The issue with e-cigarettes is not the fact that they deliver nicotine, but that the method of nicotine delivery might be harmful. While tobacco cigarettes carry carbon monoxide, carbon dioxide and tar as constituents, the solvents used in e-cigarettes are also toxic, and some solvents are potentially carcinogenic [8]. However, it is still possible that the cumulative amount of harm from use of an e-cigarette is less than that of a tobacco cigarette. As we are at the commencement of e-cigarettes as a tool for exogenous nicotine delivery, we have the opportunity now to design safer systems. It should be possible for e-cigarettes to become far better alternatives for nicotine delivery for people who find it extremely difficult to stop smoking, such as those who suffer from schizophrenia. We may therefore reach the day when tools such as e-cigarettes become adjuncts to the treatment of chronic schizophrenia. If it is possible to accommodate these in the clinical context, this adjunct could lead to fewer disruptive incidents in an in-patient setting and a more harmonious ward atmosphere.

References

  1. Dalack GW, Healy DJ, Meador-Woodruff JH (1998) Nicotine dependence in schizophrenia: clinical phenomena and laboratory findings. Am J Psychiatry 155(11): 1490-1501.

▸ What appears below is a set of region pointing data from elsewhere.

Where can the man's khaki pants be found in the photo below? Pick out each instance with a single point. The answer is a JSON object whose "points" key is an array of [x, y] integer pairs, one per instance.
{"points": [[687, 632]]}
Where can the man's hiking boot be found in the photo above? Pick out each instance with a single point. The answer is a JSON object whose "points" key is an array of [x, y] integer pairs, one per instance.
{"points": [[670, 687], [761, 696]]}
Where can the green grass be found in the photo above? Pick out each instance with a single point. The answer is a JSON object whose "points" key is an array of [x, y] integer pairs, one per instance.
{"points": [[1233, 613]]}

  2. Adler LE, Olincy A, Wado M, Harris JG, Griffith J, et al. (1998) Schizophrenia, Sensory Gating and Nicotinic Receptors Schizophr Bull 24(2): 189-202.
  3. McEvoy JP, Brown S (1999) Smoking in first-episode patients with schizophrenia. Am J Psychiatry 156(7): 1120-1122.
  4. Swerdlow NR, Geyer MA (1998) Using an animal model of deficient sensorimotor gating to study the pathophysiology and new treatment of schizophrenia. Schizophrenia Bulletin 24(2): 285-301.
  5. Conway JL (2009) Exogenous nicotine normalises sensory gating in schizophrenia: therapeutic implications. Med Hypotheses 73 (2): 259-262.
  6. Mackowick KM, Barr MS, Wing VC, Rabin RA, Ouellet-Plamondon C, et al. (2014) Neurocognitive endophenotypes in schizophrenia: Modulation by nicotinic receptor systems. Prog Neuropsychopharmacol Biol Psychiatry 52: 79-85.
  7. Ishikawa M, Hashimoto K (2013) α7 Nicotinic Acetylcholine Receptor as a Potential Therapeutic Target for Schizophrenia. Curr Pharm Des 17(2): 121-129.
  8. Valentine N, McClelland E, Bryant J, McMillen R (2016) Electronic Cigarettes in Mississippi: Issues facing Healthcare Providers and Policy Makers. J Miss State Med Assoc 57(6): 181-189.